No hay que hacer las cosas simplemente de otro modo, hay que hacerlas mejor
Estamos asistiendo a una transformación del mundo. Los ideales de las democracias occidentales parece que ya no convencen a todos. Y no escasean los motivos para el descontento: las desigualdades sociales, que perviven, y una cada vez mayor invasión ideológica que tiende a erigir lo “políticamente correcto” en norma absoluta, que no admite la disidencia.
Ya casi, o sin “casi”, es delito discrepar de la opinión de que el Estado financie, con nuestros impuestos, el aborto; de que se equiparen, a todos los efectos, las uniones homosexuales a lo que, hasta ahora, era el matrimonio; de que se haga normativa la llamada “ideología de género”, etc.

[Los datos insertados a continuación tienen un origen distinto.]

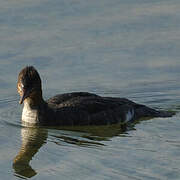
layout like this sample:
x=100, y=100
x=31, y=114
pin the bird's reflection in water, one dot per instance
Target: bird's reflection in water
x=34, y=137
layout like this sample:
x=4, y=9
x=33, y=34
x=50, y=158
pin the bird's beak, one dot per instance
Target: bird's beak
x=24, y=96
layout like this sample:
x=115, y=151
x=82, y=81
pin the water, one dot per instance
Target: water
x=120, y=48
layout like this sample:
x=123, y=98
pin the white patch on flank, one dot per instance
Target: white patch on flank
x=129, y=115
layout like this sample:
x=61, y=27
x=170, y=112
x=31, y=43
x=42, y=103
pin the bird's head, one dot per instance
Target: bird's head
x=29, y=84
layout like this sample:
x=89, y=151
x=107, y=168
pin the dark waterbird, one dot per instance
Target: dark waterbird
x=77, y=108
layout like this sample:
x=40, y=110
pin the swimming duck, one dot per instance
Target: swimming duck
x=76, y=108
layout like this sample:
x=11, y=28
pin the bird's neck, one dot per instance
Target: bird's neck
x=32, y=109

La democracia puede llegar a ser muy “totalitaria”, puede llegar a ocupar todos los espacios y a no dejar ninguna posibilidad para la discrepancia y la objeción de conciencia.
La iniciativa de algunos ayuntamientos de borrar de la lista de las calles de la ciudad aquellas que lleven como nombre el de un santo, o el de alguien o algo vinculado a la fe católica, es una muestra más de este afán totalitario. Los políticos no son los dueños de la sociedad, ni de sus recursos económicos, ni son, tampoco, quienes han de decidir sobre fe o ateísmo, sobre inmanencia o trascendencia. Los políticos están para escuchar a la sociedad y para servirla, no para imponer a una parte de ella lo que ellos creen que representa a otra parte.
La fe católica no es respetada si simplemente se tolera la profesión privada y se obstaculiza su manifestación pública. Porque los ciudadanos que somos católicos tenemos el derecho a ser respetados, no como el resultado de una concesión graciosa, sino como un derecho humano. Y no solo a ser respetados en el ámbito privado, sino también, y para eso está la autoridad, en el ámbito y espacio público.